Battle Creek

Hearing is not enough. Let’s start listening to one another.

Editor’s note: During these unprecedented times we have been asking for insights from people from across the community who have something to say about their experiences, the ongoing state of affairs, or their lives that will speak to our current time together. Today we hear from our own On the Ground Battle Creek Engagement Manager Jeff Cotton. If you would like to contribute please let us know.— Kathy Jennings, Managing Editor, Southwest Michigan's Second Wave

In 1993 a rap artist named Tupac Shakur released a single titled “Holler If Ya Hear Me” under Interscope Records. Twenty-seven years later, the subject matter of this song sounds like it could be written tomorrow about today. Full of police brutality innuendos and the all too common machismo that is sometimes an expectation of young African-American males, the track is backed with the same sense of aggressive hopelessness that can be heard in today's Hip-Hop music. Tupac, through the title of this song, asked us to holler if we heard him, and many of us did, but while hearing these same words I memorized 27 years ago, I now have to ask myself, did we listen?

The year 2020 has opened old racial wounds that most of America once thought had healed, and revealed other ethnic injuries that some never even knew were inflicted upon their neighbors and fellow community members. Collective voices and opinions are being highlighted and turned into hashtags. People’s concerns for the future have become the talking points of political ads and campaign speeches. The question we must now ask ourselves is, how can we begin to listen to each other?

Jeff CottonIn the first six months of this year, results of the COVID-19 pandemic exposed alarming economic and health-care disparities between the white majority and the black/brown minority in America, while protests and riots, which quickly spread across the country after a camera-phone captured the death of George Floyd in Minnesota, exposed levels of anger and frustration over racially motivated injustices that hadn’t been seen since the 1960s.

On May 31st, a number of community leaders in Battle Creek, as well as multiple groups of youth, met at Friendship Park to peacefully protest the killing of an unarmed Black man at the hands of the police. Later that night, while being closely observed but not obstructed but the local police, a group of young men and women occupied the highway exit that connects I-94 and downtown Battle Creek. Both demonstrations were peaceful, and both were full of residents from different communities throughout the city.

At this moment in time, the majority of Battle Creek residents, apparently in alignment with the rest of America, are divided by one critical line drawn through the dynamics and differences of race, gender, sexual orientation, and poverty. On one side of that controversial line of misunderstandings there is a group of people complaining about not being treated fairly here in America, and on the other side of that line is a group of people who either don’t understand or are not aware of these mistreatments that so many claim as their everyday reality.

Regardless of the differences in our residential realities, whether it be within the boundaries of the seven articles of the U.S. constitution, or outside the lines of legal loopholes, America is a place of perpetual change, a complex social experiment that depends on our participation for good, or bad results.

According to mainstream media, we should all dig in on our different sides and stand firmly in our personal beliefs and opinions, but that type of closed-mindedness can possibly be held accountable for the level of civil unrest that America has consistently experienced the entire summer of 2020.

Historically, cultures that ignored the collective voices of the people, and more notably the voices of the youth, eventually suffered ruin after eras of unrest and internal strife. America, the current leader of the free world, has a unique opportunity to navigate away from that predictable destiny that often inflicted other great civilizations.

The peaceful nature of protests in Battle Creek proved inspiring.Battle Creek is a small city in lower Michigan, with the potential to be a progressive example of ethnic-diversity. The majority of residents from our different ethnic communities are already accepting of each other, and our youth are arguably the most vocal and well-informed generation in this nation’s history. We must take advantage of the opportunity to listen to them as well as each other, especially while our voices and concerns are so loud.

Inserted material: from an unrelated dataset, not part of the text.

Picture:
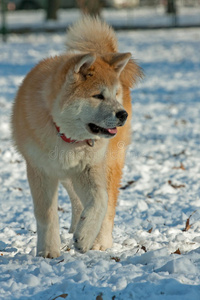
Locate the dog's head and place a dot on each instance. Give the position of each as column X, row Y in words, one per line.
column 90, row 103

The collective voice of Michigan, from small towns and big cities, to crowds surrounding the state capitol, have protested and been heard loudly over the past few months, but hearing and really listening produce different results. The more we listen to each other, the better we can adjust or respond to each other and help to improve our collective conditions.

What is obvious at this pivotal moment in our present time is that we are hearing and seeing the chants and echos of a generation unwilling to be placed in predesignated pockets of society. We are hearing the screams of those who want better, some who want more. We are witnessing the rage of individuals who have felt left out, the overwhelming energy of those who feel like their American dream was deferred. What we see is our society expressing its confusion, outrage, pain, and even our humiliations, in public.

What we need to be is a community that listens and responds. We have to listen more closely to our youth, so that we can make the necessary social, economic, political, and community adjustments that will ensure the future is not a repeat of the past or present, but a better reality for all.

Jeff  Cotton is the Founder & CEO of Big Homies, Inc. and Engagement Manager for On The Ground Battle Creek.